The data generators are able to read pictures located in the specified source folders. Then the generators convert the images into tensors that allows them to be ran through the network along with their label. Two generators are set up separately, one for training and one for testing, so that the training generator can pull, read, feed through images and their labels that the model is trained on. Those images are completely separate from the images that are then pulled by the testing generator (without their label) from the testing directory which the network has never seen before. The ImageDataGenerator command/class is what allows you to access the images. In order to flow to the object, you want you must specify the source directory. Then since some of the pictures might be different sizes target_size allows you to resize all of the images to the same specified size. When looking at the class_mode you want to take into consideration the type of loss function you are using and also the loss function and the class_mode should be dependent on the number of classes. If you have only two classes than the class_mode should be binary but if you have more than two classes than it should be categorical.
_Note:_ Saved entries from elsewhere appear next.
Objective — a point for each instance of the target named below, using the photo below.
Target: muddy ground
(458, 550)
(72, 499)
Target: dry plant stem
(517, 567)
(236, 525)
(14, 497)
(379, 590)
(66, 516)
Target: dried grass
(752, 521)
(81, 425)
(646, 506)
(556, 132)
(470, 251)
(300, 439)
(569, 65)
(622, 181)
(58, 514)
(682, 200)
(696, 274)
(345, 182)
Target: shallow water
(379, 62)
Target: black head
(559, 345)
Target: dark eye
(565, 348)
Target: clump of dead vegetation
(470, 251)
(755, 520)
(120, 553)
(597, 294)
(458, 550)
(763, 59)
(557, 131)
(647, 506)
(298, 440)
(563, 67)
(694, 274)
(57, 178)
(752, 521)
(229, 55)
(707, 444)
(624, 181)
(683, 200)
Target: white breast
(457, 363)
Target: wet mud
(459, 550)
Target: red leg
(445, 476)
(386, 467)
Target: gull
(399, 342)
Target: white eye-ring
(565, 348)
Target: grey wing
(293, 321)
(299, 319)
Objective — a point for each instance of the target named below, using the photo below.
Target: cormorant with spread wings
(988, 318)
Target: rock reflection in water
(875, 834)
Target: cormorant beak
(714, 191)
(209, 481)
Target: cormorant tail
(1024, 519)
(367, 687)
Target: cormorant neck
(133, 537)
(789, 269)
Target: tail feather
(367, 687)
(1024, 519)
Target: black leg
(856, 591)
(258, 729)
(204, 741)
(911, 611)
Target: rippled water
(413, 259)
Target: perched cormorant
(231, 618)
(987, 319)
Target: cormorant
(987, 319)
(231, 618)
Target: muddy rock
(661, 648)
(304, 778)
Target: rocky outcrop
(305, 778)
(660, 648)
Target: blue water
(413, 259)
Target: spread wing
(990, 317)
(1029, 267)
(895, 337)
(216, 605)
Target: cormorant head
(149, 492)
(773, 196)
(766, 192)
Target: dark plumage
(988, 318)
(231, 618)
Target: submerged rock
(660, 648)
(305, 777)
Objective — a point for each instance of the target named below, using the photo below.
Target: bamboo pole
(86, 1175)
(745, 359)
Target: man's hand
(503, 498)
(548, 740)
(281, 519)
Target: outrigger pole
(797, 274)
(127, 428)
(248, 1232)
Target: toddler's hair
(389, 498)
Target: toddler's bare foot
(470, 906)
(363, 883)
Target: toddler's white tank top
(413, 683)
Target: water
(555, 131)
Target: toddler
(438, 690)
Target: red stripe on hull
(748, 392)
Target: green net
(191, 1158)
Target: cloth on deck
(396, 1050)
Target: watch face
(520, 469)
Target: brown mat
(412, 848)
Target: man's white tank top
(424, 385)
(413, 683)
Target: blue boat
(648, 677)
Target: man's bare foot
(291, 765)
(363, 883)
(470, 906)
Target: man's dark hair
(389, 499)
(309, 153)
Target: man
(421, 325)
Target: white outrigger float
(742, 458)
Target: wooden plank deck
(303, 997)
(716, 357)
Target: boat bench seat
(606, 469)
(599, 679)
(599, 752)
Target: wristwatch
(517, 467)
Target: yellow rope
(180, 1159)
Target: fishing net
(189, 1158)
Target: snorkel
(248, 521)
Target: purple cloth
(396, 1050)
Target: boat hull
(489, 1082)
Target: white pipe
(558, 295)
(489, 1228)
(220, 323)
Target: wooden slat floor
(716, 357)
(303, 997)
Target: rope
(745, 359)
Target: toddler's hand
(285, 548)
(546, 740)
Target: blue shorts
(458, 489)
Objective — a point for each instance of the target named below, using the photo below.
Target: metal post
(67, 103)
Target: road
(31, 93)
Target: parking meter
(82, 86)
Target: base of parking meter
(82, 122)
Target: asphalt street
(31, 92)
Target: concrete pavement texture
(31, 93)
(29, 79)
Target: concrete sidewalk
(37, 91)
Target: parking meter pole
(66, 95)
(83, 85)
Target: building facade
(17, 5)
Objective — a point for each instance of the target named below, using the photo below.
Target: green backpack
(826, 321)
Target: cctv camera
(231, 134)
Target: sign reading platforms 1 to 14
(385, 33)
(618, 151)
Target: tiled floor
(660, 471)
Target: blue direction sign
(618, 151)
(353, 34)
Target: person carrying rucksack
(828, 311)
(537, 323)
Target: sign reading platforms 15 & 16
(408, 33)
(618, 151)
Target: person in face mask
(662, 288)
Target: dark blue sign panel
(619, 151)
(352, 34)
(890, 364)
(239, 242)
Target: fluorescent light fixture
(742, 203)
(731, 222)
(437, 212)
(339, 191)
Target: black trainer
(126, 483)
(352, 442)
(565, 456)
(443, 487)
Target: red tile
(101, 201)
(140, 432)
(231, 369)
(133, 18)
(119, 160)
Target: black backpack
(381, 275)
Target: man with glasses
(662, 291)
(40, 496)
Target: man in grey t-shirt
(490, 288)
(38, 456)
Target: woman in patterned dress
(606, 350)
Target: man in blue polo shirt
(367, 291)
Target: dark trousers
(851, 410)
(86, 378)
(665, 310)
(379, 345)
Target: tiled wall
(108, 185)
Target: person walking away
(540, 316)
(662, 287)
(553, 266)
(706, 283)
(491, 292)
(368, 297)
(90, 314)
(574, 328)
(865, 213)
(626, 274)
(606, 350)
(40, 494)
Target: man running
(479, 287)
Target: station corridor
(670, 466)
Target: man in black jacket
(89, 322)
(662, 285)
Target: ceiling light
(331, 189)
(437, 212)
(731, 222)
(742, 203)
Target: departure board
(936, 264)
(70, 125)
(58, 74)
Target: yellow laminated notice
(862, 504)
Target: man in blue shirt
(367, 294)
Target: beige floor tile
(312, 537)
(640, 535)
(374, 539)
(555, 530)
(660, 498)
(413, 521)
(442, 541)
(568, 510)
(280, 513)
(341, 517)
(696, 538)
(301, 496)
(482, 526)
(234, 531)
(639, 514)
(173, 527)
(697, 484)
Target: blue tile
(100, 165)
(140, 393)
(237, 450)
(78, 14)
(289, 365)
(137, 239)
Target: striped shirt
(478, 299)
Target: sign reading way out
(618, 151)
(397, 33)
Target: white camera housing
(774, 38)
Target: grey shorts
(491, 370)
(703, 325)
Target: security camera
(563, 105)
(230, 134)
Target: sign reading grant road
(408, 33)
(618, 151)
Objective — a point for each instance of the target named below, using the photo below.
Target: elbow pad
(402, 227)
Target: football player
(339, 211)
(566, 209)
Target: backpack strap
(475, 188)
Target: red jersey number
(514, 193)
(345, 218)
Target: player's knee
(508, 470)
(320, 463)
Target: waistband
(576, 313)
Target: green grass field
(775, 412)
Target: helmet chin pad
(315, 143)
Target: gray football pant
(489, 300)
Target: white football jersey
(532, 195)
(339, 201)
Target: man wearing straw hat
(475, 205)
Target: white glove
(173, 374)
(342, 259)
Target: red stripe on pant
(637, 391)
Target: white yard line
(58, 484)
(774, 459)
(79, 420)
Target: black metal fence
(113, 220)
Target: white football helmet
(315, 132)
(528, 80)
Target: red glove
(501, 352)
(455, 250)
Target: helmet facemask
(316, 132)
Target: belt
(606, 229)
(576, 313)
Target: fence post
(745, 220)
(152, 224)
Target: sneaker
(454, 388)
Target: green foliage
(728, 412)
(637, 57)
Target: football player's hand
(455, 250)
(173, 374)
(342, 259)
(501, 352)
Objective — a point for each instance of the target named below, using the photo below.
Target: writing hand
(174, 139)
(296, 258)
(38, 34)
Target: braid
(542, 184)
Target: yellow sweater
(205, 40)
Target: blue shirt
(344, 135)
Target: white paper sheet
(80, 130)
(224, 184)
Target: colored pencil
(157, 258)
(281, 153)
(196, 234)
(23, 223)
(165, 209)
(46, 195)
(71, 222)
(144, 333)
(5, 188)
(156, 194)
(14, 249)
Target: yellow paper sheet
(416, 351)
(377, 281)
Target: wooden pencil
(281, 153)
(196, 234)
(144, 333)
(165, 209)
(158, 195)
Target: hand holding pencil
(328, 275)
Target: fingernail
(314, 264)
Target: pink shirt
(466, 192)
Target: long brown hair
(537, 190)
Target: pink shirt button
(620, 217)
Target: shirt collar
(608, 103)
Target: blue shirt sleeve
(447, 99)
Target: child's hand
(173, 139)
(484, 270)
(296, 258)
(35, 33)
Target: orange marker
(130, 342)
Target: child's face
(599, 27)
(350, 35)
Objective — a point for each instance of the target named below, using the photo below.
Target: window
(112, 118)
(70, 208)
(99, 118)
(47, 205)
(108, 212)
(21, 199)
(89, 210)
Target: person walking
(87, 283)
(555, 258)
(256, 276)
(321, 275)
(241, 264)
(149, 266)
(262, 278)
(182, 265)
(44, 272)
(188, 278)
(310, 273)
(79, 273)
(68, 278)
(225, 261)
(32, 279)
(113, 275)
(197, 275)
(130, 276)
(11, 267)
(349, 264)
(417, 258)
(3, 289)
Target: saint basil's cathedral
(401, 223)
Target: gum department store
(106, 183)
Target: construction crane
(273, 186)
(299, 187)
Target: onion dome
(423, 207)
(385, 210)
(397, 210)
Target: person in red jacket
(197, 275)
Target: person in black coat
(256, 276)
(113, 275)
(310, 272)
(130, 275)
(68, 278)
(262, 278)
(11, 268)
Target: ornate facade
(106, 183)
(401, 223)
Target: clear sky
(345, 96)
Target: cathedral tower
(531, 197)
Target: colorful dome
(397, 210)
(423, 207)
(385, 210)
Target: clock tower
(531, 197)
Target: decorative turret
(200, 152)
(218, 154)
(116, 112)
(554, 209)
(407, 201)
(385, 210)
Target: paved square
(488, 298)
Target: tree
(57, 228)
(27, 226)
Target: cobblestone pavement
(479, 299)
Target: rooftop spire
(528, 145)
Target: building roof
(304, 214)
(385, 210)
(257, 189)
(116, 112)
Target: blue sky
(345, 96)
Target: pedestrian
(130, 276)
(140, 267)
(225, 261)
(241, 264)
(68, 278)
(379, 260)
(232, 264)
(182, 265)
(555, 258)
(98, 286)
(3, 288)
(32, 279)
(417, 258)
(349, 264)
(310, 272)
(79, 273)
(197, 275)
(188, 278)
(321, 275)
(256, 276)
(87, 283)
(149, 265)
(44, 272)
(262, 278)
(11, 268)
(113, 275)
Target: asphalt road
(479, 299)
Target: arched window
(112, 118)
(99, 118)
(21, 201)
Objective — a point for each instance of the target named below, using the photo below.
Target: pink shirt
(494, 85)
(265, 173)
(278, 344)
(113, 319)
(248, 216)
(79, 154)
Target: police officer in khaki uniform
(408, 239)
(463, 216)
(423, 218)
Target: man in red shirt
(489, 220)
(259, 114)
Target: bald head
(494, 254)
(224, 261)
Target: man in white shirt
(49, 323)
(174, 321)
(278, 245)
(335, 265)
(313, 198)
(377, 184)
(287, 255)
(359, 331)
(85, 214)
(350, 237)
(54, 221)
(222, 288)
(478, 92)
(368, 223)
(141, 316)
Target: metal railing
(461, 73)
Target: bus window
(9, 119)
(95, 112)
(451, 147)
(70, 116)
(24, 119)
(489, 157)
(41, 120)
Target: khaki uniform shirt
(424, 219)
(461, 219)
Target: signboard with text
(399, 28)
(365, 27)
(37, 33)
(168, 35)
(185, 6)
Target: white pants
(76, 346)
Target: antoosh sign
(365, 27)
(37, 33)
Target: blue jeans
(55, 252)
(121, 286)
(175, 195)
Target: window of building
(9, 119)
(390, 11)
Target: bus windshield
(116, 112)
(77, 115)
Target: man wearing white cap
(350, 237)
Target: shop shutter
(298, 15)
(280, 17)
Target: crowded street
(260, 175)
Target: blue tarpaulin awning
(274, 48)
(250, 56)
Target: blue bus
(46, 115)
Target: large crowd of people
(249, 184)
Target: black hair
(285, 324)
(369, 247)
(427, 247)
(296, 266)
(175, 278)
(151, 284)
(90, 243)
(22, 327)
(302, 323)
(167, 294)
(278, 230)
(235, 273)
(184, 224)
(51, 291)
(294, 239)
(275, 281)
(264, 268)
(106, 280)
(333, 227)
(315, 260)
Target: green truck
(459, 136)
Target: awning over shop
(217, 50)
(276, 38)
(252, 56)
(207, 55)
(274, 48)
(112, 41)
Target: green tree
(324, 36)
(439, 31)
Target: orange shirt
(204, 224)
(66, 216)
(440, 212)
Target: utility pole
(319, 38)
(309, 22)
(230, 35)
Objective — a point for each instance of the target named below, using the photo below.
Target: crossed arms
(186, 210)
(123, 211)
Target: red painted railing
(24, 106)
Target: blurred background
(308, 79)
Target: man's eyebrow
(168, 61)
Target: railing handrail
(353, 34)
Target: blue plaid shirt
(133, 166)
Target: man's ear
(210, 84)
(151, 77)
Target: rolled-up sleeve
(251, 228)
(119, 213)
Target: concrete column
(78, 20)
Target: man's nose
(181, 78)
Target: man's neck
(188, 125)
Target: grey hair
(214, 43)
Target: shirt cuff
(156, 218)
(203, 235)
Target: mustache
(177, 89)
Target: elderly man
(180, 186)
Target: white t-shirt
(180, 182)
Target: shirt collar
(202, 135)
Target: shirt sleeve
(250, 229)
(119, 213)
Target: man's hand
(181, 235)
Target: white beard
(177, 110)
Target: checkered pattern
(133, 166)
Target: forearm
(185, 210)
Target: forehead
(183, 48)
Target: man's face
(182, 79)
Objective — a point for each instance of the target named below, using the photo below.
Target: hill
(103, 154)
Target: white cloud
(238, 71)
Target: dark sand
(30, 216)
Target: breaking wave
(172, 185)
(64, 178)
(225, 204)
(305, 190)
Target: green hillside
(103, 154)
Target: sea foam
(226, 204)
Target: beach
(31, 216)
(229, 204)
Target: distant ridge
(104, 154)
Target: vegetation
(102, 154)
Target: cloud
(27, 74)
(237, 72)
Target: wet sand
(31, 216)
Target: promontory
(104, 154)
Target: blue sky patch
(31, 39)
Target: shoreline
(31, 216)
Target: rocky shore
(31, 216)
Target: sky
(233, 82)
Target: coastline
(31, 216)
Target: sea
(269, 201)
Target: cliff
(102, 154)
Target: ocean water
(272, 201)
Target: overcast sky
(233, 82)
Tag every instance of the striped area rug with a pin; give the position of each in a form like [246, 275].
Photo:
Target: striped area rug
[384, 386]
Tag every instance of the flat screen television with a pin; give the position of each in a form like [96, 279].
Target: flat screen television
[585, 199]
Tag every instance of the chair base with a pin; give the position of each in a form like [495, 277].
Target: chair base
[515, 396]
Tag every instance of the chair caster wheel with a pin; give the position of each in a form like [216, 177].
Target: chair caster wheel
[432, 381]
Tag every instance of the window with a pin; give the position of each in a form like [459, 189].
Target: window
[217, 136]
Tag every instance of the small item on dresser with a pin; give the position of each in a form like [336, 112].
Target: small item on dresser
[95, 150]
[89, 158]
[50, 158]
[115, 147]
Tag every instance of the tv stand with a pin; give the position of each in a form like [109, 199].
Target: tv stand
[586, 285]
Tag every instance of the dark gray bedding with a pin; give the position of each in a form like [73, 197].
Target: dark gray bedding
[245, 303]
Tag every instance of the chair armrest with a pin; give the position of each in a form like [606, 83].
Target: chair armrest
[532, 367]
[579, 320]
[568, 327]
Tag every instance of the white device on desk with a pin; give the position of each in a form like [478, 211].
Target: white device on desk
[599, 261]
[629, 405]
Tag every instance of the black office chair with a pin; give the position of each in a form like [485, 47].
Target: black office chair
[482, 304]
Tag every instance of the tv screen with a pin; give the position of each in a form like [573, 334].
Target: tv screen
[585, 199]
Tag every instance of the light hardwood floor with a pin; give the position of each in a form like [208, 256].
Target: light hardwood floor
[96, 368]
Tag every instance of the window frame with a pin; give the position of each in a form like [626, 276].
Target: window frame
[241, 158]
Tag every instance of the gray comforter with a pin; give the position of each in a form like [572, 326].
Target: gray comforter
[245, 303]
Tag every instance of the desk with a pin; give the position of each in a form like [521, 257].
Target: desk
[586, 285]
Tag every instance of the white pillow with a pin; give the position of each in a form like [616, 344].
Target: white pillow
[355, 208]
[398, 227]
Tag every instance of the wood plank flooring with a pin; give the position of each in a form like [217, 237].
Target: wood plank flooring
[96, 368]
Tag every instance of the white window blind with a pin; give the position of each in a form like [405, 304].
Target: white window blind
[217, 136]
My model I have decided to have two Conv2D layers and two MaxPooling2D layers with one flatten layer and two dense layers. Since we are looking at a binary classification problem, I will use the sigmoid activation so that the output of the network which will encode the images as either 0 or 1, meaning identifying them as either class 0 or class 1. I set the first Conv2D layer to have 32 filters and then the second Conv2D layer to have 64 filters. The image starts as 300 by 300 but then losses a pixel border to become 298 by 298 then gets halved in each dimension by the Pooling layer so it becomes 149 by 149, and losses another pixel border making it 147 by 147 in the second Conv2D layer. As it reaches the final Pooling layer it is again cut in half making it 73 by 73. The model had 174,641,089 total params. In the model compiler I used the binary_crossentropy loss function and the RMSprop optimizer function.
A pairwise plot helps anyone trying to understand the data figure out which features/variables best explain a relationship present in the model. The plot does this by pairing all of the variables to each other. The collection of scatter plots represents the relationship between two different variables while along the diagonal the density plots shows the distribution of each category of each continuous feature/variable. In the pairwise plot below, there appears to be a positive relationship between weight and displacement that as weight increases, displacement also increases. Additionally, there appears to be an inverse relationship between MPG and displacement along with weight; meaning as weight or displacement increase the MPG decreases.
For this car dataset, as the epochs increase the validation and accuracy of the model decrease. The high number of epochs cause the model to become overfit. The model being over trained on the training data (way too many epochs) causing the model to become too specific towards the training data and not generalized enough to be accurate on unseen data. It even appears to lose validation with the training data itself.